Search code examples
python-2.7networkxpagerank

NetworkX python : pagerank_numpy, pagerank fails but pagerank_scipy works


I am running PageRank on a weighted DiGraph where nodes = 61634, edges = 28,378.

  • pagerank(G) throws me ZeroDivsionError

  • pagerank_numpy(G) throws me ValueError : array to big

  • pagerank_scipy(G) gives me the page ranks though

I can understand that pagerank_numpy error would be due to memory limitations but why does pagerank fail? I tried adding an infinitesimal values to edges with zero weights but the same issues persist. Some pointers would be nice.

Link to my GraphML file - https://mega.co.nz/#!xlYzEDAI!Lyh5pD-NJL61JPfkrNyJrEm0NnFc586A0MUD8OMYAO0

NetworkX version - 1.8.1 Python - 2.7


Solution

  • pagerank fails because it performs its computation using stochastic_graph -- unlike pagerank_numpy or pagerank_scipy. From the docs, stochastic_graph requires:

    A NetworkX graph, must have valid edge weights

    This "valid edge weights" point (which is not explained at all, which I think is a mistake) is the source of your problem.

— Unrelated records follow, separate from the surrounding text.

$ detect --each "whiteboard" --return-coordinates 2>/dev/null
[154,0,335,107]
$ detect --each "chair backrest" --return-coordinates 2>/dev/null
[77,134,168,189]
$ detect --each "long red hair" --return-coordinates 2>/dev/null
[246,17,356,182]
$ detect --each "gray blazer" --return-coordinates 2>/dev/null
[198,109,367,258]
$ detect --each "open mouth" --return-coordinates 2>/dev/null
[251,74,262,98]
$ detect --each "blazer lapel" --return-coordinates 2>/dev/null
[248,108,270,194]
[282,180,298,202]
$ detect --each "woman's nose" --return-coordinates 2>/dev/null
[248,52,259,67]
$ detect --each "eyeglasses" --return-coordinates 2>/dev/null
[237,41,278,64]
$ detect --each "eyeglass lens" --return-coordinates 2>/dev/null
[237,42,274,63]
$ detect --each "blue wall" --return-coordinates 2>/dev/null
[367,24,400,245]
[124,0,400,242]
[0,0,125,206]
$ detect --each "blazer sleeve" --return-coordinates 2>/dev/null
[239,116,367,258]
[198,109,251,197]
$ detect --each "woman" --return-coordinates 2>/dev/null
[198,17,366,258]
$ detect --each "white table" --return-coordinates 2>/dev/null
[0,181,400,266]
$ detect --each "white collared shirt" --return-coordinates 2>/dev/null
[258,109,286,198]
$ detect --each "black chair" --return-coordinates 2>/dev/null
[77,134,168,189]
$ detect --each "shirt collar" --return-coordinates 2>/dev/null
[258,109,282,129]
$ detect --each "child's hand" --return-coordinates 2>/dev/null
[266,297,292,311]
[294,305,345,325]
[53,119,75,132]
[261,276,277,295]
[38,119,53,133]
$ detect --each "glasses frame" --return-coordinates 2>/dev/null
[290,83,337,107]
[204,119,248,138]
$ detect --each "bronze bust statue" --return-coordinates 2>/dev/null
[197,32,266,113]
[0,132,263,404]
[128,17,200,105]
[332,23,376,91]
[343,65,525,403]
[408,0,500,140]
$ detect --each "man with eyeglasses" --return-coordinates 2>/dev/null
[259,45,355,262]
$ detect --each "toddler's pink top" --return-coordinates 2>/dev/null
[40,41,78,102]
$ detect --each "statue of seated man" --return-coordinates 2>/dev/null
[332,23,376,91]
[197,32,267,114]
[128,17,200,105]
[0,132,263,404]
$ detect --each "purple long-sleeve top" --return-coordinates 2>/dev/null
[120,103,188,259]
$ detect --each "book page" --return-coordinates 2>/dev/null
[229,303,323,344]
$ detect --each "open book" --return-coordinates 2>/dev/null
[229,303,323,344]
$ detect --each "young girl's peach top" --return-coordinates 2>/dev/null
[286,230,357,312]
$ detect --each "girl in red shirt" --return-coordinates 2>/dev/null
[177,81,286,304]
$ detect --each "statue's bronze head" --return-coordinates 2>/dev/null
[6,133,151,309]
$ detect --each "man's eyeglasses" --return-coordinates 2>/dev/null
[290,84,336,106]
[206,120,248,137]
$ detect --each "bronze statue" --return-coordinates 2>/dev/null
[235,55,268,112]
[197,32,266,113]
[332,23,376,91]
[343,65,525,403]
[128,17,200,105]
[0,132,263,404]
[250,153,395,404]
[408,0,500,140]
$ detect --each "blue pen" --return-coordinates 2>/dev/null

    For a directed graph, stochastic_graph uses the out_degree of each node to normalize the edges. Again from the docs:

    The [out] degree is the sum of the edge weights adjacent to the node.

    So when you have edges with zero weight or negative weight, the normalization process breaks with a ZeroDivisionError. The reason that negative weights are an issue is that they can cancel out positive weights, and thus give a node degree zero. For example, in your graph, node '2123271' has two edges who's weights sum to 0:

    >>> G.edges('2123271', data=True)
    [('2123271', '1712899', {'weight': -1L}),
     ('2123271', '890839', {'weight': 1L})]
    

    Replacing negative or zero edge weights in your graph with a small, positive edge weight made it so pagerank could run:

    In [1]: import networkx as nx
    In [2]: G = nx.read_graphml("your_graph.graphml")
    In [3]: defaultEdgeWeight = 0.01
    In [4]: for u, v, d in G.edges(data=True):
                if d['weight'] <= 0:
                    G[u][v]['weight'] = defaultEdgeWeight
    In [5]: P = nx.pagerank( G )
    

    Of course, pagerank didn't converge after 102 iterations, but that's another issue.